Protests have paralysed the country for almost a week, with schools, universities, banks and other business shuttered. The protests are building on long-simmering anger at a ruling class that has divvied up power among themselves and amassed wealth for decades but has done little to fix a crumbling economy and dilapidated infrastructure.
Hong Kong
Hong Kong has been battered by five months of huge and often violent protests over fears Beijing is tightening its grip on the territory, the worst political crisis since colonial ruler Britain handed it back to China in 1997.
In the latest round of clashes, police fired tear gas to disperse pro-democracy demonstrators gathered to commemorate the three-month anniversary of a mass assault on protesters, commuters and journalists.

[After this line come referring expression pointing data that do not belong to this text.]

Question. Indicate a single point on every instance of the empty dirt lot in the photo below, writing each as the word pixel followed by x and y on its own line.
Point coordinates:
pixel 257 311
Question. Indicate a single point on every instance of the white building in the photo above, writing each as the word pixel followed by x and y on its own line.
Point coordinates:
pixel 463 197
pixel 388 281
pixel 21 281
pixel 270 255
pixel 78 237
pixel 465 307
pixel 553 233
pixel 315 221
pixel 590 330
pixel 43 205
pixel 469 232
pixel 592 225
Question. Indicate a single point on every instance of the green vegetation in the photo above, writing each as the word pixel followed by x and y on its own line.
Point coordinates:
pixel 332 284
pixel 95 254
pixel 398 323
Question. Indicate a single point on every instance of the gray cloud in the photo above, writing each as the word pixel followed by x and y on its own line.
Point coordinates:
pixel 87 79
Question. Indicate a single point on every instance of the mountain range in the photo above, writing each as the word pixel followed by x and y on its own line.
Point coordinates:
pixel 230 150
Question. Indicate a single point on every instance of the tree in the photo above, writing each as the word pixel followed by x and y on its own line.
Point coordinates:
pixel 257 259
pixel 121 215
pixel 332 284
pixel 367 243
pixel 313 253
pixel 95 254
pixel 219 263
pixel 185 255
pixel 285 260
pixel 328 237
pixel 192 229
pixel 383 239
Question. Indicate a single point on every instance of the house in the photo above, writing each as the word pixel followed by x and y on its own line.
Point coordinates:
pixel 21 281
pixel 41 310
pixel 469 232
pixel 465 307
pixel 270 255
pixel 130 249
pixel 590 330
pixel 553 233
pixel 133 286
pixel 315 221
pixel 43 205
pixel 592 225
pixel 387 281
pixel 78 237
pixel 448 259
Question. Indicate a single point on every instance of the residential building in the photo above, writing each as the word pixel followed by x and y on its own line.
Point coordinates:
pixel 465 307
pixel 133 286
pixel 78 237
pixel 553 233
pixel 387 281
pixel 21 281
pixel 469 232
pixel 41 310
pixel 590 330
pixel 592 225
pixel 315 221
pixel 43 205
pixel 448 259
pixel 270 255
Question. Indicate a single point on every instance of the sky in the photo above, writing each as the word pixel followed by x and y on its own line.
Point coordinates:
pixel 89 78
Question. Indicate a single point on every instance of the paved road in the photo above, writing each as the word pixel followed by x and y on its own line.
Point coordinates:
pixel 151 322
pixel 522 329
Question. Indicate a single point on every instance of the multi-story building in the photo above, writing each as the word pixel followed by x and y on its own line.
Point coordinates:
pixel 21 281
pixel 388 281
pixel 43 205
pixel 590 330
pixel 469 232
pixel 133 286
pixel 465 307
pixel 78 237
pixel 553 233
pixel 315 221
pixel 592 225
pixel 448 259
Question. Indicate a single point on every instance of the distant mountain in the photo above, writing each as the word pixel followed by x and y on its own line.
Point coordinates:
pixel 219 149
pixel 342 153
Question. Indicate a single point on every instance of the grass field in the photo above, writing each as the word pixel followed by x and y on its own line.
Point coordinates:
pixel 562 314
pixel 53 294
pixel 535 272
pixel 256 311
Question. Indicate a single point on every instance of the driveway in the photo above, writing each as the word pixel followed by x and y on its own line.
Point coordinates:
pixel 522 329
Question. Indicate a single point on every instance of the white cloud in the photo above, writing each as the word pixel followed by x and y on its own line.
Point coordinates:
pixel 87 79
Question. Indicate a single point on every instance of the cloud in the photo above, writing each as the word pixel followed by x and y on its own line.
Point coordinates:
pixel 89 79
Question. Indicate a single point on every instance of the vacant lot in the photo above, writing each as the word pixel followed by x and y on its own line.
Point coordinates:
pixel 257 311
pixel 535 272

The clashes in the Yuen Long neighbourhood came a day after widespread violence in which tens of thousands marched through Kowloon district and hardcore activists threw petrol bombs at police, torched metro entrances and trashed shops.
United Kingdom
Up to one million Britons marched through London to demand a new Brexit referendum, celebrating as MPs voted to postpone Britain’s departure from the EU.
The protesters, some having travelled for hours from around the UK, waved EU flags under sunny skies and held placards that employed creativity and wit. The crowd clogged vast stretches of central London on Saturday, with thousands of people waiting to begin the march at Hyde Park by the time others had reached parliament.
MPs were holding their first Saturday session since the 1982 Falklands War. Draped in an EU flag, 56-year-old Hannah Barton said the government was not listening.
“I am incensed that we are not being listened to. Nearly all the polls show that now people want to remain in the EU. We feel that we are voiceless. she said.
“This is a national disaster waiting to happen and it is going to destroy the economy.”
Ecuador
The United Nations is sending a team of investigators to Ecuador, following an invitation from the government, to investigate alleged violations committed during 12 days of deadly protests.
The UN rights office said that three of its staff members would visit from October 20 through November 8 to look into allegations of abuses, including by state security forces.
The announcement came after President Lenin Moreno and indigenous leaders reached an agreement Sunday to end nearly two weeks of violent protests against austerity measures adopted to obtain a multi-billion-dollar loan from the IMF.
The demonstrations, which left eight people dead and some 1300 injured, were sparked when Moreno scrapped fuel subsidies to obtain a $4.2 billion loan from the International Monetary Fund, causing prices to double.
There also have been protests in Northern Ireland, Haiti, Bolivia and Sudan.